Find answers, ask questions, and share your expertise

HDFS File Placement when File Size Exceeds Block Size

avatar
Rising Star

When writing files larger than one block, how are blocks distributed across the datanodes? Documentation seems to indicate large files are split across datanodes (whenever possible), but I'm not sure this is always the case.

1 ACCEPTED SOLUTION

avatar
Contributor

The block placement in HDFS depends on a few things:

If the Client application is on a DataNode machine (e.g. a Pig script running on a node in the cluster), then HDFS will attempt to write all the first-replica blocks to that DataNode - because it is the "closest". Some blocks may get written to other DataNodes, for example if the first DataNode is full. Second-replica and third-replica (etc.) blocks get written randomly to multiple DataNodes according to the rack-aware block-placement policy.

If the Client is NOT on a DataNode machine, then all the first-replica blocks get written randomly to a DataNode in the same rack. Second-replica etc. blocks get written to random DataNodes as above.

If the Client is WebHDFS, then all the first-replica blocks get written to one DataNode (this is a limitation of the way WebHDFS works: the NameNode will only give the WebHDFS client one DataNode to write to). This can be a problem when writing files larger than a single disk. Second-replica etc. blocks get written to random DataNodes as above.

View solution in original post

7 REPLIES 7

avatar
Master Guru

@jeden when a file exceeds a block size, NN will try and put the next split in another data node within the same rack. Please read replica placement here.

avatar
Master Guru

@jeden NN may also put the next split on the same data node.

avatar
Master Guru

Are you sure?

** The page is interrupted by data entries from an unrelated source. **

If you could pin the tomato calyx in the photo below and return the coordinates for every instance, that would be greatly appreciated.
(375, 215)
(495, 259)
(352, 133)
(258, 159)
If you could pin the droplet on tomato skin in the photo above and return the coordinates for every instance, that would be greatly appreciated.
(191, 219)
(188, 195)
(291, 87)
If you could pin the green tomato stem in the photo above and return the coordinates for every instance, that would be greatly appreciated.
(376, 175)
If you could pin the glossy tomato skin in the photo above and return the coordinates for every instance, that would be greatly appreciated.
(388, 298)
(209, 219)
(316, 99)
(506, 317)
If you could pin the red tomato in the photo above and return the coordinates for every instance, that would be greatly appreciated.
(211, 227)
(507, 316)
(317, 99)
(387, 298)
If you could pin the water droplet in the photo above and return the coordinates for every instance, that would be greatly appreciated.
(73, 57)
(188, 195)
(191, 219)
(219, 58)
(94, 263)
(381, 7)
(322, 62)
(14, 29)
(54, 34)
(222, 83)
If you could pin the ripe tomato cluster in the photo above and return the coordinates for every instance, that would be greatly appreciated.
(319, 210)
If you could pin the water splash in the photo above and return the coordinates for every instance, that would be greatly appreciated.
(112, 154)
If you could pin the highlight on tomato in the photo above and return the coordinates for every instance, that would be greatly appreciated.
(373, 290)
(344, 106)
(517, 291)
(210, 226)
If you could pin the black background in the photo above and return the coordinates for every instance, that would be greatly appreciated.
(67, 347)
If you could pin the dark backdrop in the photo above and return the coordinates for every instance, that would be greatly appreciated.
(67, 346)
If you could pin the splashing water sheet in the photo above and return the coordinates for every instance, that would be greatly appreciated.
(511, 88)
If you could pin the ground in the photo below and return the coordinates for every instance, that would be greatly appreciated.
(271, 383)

I was pretty sure that even big files have their first copy written locally.

avatar
Master Guru

@Benjamin Leonhardi that is if the client is located on a specific data node. on a edge node (not associated with data node) NN will try and colocate the splits but I don't believe it can guarantee same node. I believe it will be at the very minimum same rack.

avatar
Master Guru

Normally they are not. Hadoop tries to write the first copy of every block locally if possible ( this has a lot of nice characteristics if the same nodes normally read the files they write ( for example HBase Region Servers. )

So the general rule is:

One client writes a big file with 10 blocks:

- HDFS tries to write a first version of each block to the local datanode if the uploading client is colocated with a datanode in rack1 ( otherwise any node is used)

- While the block is written the datanode initiates a copy to another node in a different rack ( rack2 )

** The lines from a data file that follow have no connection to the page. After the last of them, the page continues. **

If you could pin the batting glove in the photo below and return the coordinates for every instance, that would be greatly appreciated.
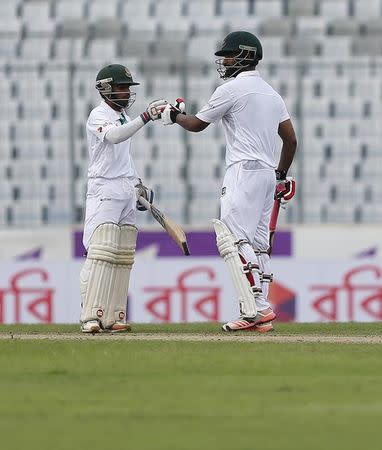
(143, 191)
(171, 112)
(285, 188)
(154, 110)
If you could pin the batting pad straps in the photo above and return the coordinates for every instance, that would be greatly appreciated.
(227, 247)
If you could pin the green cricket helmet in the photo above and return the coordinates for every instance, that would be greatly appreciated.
(244, 48)
(112, 75)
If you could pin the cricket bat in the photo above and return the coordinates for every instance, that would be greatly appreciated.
(172, 228)
(273, 223)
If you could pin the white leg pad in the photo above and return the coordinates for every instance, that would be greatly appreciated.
(104, 278)
(228, 250)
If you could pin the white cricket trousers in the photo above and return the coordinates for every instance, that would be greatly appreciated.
(246, 206)
(109, 200)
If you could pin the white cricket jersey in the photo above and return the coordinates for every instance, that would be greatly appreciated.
(251, 111)
(107, 160)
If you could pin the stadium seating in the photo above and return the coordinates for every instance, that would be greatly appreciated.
(324, 57)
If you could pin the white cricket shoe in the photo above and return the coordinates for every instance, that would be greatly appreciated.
(91, 326)
(262, 317)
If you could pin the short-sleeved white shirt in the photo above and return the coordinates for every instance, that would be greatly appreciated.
(251, 111)
(107, 160)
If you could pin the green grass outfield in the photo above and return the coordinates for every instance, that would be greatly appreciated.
(168, 394)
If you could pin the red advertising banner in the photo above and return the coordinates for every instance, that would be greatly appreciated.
(179, 290)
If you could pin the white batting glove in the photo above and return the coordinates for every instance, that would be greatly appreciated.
(154, 110)
(170, 112)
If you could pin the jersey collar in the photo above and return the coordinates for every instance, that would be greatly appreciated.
(248, 73)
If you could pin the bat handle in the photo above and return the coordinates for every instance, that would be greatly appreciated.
(144, 202)
(274, 216)
(273, 224)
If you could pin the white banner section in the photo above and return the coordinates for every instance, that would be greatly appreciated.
(197, 290)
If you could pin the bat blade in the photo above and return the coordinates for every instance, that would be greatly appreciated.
(172, 228)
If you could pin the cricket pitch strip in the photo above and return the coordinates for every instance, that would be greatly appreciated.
(231, 337)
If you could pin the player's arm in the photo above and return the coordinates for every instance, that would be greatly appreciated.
(117, 134)
(288, 136)
(191, 123)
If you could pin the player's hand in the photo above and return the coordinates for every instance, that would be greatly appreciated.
(143, 191)
(154, 110)
(170, 112)
(285, 190)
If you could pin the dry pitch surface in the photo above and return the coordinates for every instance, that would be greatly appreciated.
(231, 337)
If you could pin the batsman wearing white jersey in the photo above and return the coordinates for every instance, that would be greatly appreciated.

- while that block is written the second datanode initiates a copy to another node in the same rack as itself ( rack2 )

So you essentially have a copy chain, however not all three writes need to finish successfully. If at least the first copy is written successfully the block is assumed as written and the client will start writing the second block and the third and so on.

But the first copy of each will per default end up on the same datanode colocated with the client. As said this has a lot of good results in practice.

However all of that goes out the window when the datanode should run full.

avatar
Contributor

The block placement in HDFS depends on a few things:

If the Client application is on a DataNode machine (e.g. a Pig script running on a node in the cluster), then HDFS will attempt to write all the first-replica blocks to that DataNode - because it is the "closest". Some blocks may get written to other DataNodes, for example if the first DataNode is full. Second-replica and third-replica (etc.) blocks get written randomly to multiple DataNodes according to the rack-aware block-placement policy.

If the Client is NOT on a DataNode machine, then all the first-replica blocks get written randomly to a DataNode in the same rack. Second-replica etc. blocks get written to random DataNodes as above.

If the Client is WebHDFS, then all the first-replica blocks get written to one DataNode (this is a limitation of the way WebHDFS works: the NameNode will only give the WebHDFS client one DataNode to write to). This can be a problem when writing files larger than a single disk. Second-replica etc. blocks get written to random DataNodes as above.

avatar
Rising Star

I got it. So the documented behavior is accurate if the client is not directly running on a DataNode, but does not account for WebHDFS or a client directly connected to the node. Thanks!